Bangladesh was born in a paroxysm of violence in 1971. A declaration of independence from Pakistan (Bangladesh used to be called ‘East Pakistan’ after the division of the former British Raj into India and Pakistan in 1947) brought a brutal response by the Pakistani army that led to anywhere between 300,000 and 3,000,000 deaths. The war of independence only ended in December of that year following India’s intervention and the new state joined the UN in August 1972 (it took Pakistan another two years to grant recognition).
The South Asian nation is the world’s fourth largest Muslim polity (following Indonesia, Pakistan and India) and has had a rough existence. Monsoon rains, a series of coups and economic challenges have long cemented the country’s reputation among many in the West as a basket case, although this is unfair. Adding to the uncertainty has been an ongoing tiff between the ‘battling begums’, two leading female politicians who have swapped power over the past two decades (and tend to charge the other with a variety of crimes once in office).

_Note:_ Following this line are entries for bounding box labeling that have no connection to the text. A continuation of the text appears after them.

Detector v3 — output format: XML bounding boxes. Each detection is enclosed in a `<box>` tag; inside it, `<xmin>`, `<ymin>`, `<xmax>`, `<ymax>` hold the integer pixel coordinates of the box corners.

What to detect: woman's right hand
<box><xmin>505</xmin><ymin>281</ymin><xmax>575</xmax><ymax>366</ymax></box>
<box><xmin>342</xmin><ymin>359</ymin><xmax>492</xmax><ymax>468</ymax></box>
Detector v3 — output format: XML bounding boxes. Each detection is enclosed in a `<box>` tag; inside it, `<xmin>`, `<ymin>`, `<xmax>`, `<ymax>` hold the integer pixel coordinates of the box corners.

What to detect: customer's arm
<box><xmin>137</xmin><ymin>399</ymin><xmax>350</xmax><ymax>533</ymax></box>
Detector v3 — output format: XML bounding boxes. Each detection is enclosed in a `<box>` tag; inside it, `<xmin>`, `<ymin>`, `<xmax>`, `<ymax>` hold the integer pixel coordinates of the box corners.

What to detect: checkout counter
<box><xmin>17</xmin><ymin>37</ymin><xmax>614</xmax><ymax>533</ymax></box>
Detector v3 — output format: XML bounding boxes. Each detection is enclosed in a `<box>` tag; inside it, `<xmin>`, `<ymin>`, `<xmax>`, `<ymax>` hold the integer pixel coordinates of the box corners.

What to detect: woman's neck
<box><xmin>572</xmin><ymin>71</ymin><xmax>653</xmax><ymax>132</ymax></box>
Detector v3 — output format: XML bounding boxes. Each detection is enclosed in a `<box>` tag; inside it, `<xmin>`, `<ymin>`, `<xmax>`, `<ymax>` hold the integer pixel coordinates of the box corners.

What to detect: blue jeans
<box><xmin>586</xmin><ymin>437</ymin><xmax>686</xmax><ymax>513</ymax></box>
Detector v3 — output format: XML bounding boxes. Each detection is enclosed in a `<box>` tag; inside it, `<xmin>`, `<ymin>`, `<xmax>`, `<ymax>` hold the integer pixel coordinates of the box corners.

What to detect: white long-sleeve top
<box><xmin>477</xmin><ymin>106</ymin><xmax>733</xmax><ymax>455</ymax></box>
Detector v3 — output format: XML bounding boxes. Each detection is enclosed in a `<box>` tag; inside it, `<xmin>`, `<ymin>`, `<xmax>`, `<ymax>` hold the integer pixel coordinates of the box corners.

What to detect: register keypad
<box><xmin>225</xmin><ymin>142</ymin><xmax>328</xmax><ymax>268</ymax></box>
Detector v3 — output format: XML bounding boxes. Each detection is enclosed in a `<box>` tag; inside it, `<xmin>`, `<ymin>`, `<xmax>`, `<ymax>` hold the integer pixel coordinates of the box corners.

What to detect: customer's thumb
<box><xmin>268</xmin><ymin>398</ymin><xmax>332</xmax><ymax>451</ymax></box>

As if this is not enough, Bangladesh has been beset with terrorist attacks over the past years. These incidents tend to be small-scale in nature – assassinations of people labelled ‘enemies of Islam’ by violent extremists – although the Holey Artisan Bakery attack on July 1, 2016 (masterminded by a Canadian on OUR national day to boot) killed 20 people, mostly foreigners. The victims in other plots have included Buddhists, Hindus, atheists, LGBTQ activists and converts from Islam (for a comprehensive discussion on this scourge see chapter 4 of my latest book The Lesser Jihads). This was a very scary time for Bangladeshis.
Has it returned?
A few days ago (June 11), a ‘free-thinker’, Shahjahan Bachchu, was killed by four men on motorbikes in Munshiganj district, just outside the capital city Dhaka, by shooting him in the chest at point-blank range. Police are investigating and not yet willing to call this a terrorist attack – yet. This has not stopped at least one op-ed writer from doing so. The victim was a known critic of religion and had voiced concerns that he would be targeted by extremists for his openly-expressed views.
This attack does bear the hallmarks of a terrorist incident. It shares many characteristics of earlier ones: those with ‘unpopular’ opinions are targeted; the plot is low-scale and low-tech, and; there is a desire to strike fear into those who do not bow to the narrow extremist Weltanschauung. And yet, as my readers know, I am very hesitant to label an act terrorist in nature until we know a lot more information. Hell, I still reserve judgment on the truck attack in Toronto last month despite the unwavering – and nasty – beating I took on social media for not calling Alek Minassian a terrorist right away.
So, no, we don’t know yet exactly what the motives were behind the murder of this Bangladeshi citizen. I await the police investigation, as should you before you jump to conclusions. In fact, we have to give the Bangladeshi law enforcement agencies credit – even if some see an overbearing response in some instances. The Rapid Action Battalion (RAB) for one has done a great job to interdict plots and neutralise extremists. As a result we have not seen the same pace of attacks since late 2016.
I for one hope that this heinous crime is not terrorist in nature. Bangladesh has had its share of challenges over the past half century and there are undoubtedly more to come. A return to a spate of Islamist extremism would not be a welcome addition to the trials the country already faces.